# Pictus cat w/ eating disorder



## Platysaurus (Oct 7, 2010)

I've had my cat for about a month now, and it decided to snack on quite a few fry as my molly was giving birth. I wasn't home, and was unaware that she was ready to give birth, but she was fairly large and I only saved about 10 fry.
That was a few days ago, and now she's eating every bit of food that she can get at that's dropped in the aquarium. (Just flake food; I have nothing else at the moment.)
Her stomach is slightly smaller than a nickel in diameter at the moment. 
I honestly would've stopped it sooner, but I was away from home. 
(They obviously overfed while I was away.)
Anyhow, I removed her from the main tank and gave her her own space for now.
Is there anything I can do for her, other than fast her for a few days?
I'm a bit afraid that she has a large case of indigestion after that fry meal.

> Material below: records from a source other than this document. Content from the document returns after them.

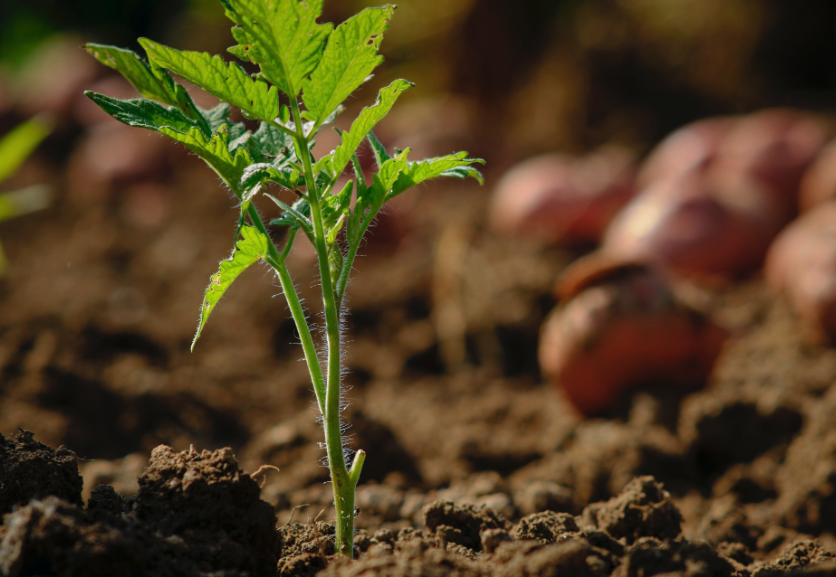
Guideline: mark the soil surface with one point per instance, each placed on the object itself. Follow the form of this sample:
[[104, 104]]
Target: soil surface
[[146, 459]]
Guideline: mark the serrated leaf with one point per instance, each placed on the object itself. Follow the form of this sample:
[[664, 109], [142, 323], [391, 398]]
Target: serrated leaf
[[226, 81], [456, 165], [384, 181], [215, 152], [293, 215], [378, 150], [268, 142], [151, 82], [349, 59], [19, 143], [143, 113], [249, 250], [365, 122], [256, 174], [334, 209], [281, 36], [213, 149]]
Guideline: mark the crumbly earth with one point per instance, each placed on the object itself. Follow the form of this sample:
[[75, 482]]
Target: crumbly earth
[[475, 466]]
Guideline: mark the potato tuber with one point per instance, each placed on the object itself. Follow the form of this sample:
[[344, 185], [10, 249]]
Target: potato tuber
[[697, 227], [620, 326], [819, 182], [563, 199], [802, 264], [692, 147], [773, 147]]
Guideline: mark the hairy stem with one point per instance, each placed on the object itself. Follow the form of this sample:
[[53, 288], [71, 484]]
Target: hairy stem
[[343, 483], [276, 260]]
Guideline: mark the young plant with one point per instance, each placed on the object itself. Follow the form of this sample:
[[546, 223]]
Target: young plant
[[301, 63]]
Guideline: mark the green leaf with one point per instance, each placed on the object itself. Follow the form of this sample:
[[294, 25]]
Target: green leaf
[[348, 61], [215, 152], [379, 151], [335, 207], [270, 143], [362, 126], [252, 247], [17, 145], [213, 149], [143, 113], [293, 215], [229, 82], [150, 81], [255, 174], [388, 175], [281, 36], [456, 165]]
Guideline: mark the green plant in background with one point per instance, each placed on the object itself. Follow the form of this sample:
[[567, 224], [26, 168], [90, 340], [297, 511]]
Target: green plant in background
[[15, 148], [301, 62]]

I'll try getting pictures if possible, though I might not be able to get them until tomorrow.
Edit:: She's about 2-3 inches long, if that helps you get an idea of what I'm dealing with.


----------



## Blue Cray (Oct 19, 2007)

If a fish is hungry, it's going to eat. Leave the poor thing alone and keep up with regular feedings.


----------



## Revolution1221 (Apr 20, 2010)

pictus eat a lot at work they gobble up all the food before everything else and get huge stomachs.


----------



## FishMatt (May 12, 2010)

Yes they will eat stuff very fast. They love shrimp pellets, mine will eat 5-6 pellets at a time.


----------



## Platysaurus (Oct 7, 2010)

Okay, cool....
Thanks guys. I was kinda afraid she was going to eat herself to death~
She's never eaten like this before, otherwise I'd have no problem with it.


----------



## Bettawhisperer (Oct 1, 2010)

Mine eat all the trap door snails I had in the tank. LOL. I also made the mistake of putting some guppies in during the day time. He must have thought it was feeding time because the next day all the guppies were gone. The next time I put guppies in at night with the lights out so he wouldn't think he was being fed and they all lived. he never touched them. lesson learned.LOL


----------



## FishMatt (May 12, 2010)

Lol. Sounds like something that a Pictus would do. They eat whatever they can fit in thier mouth.


----------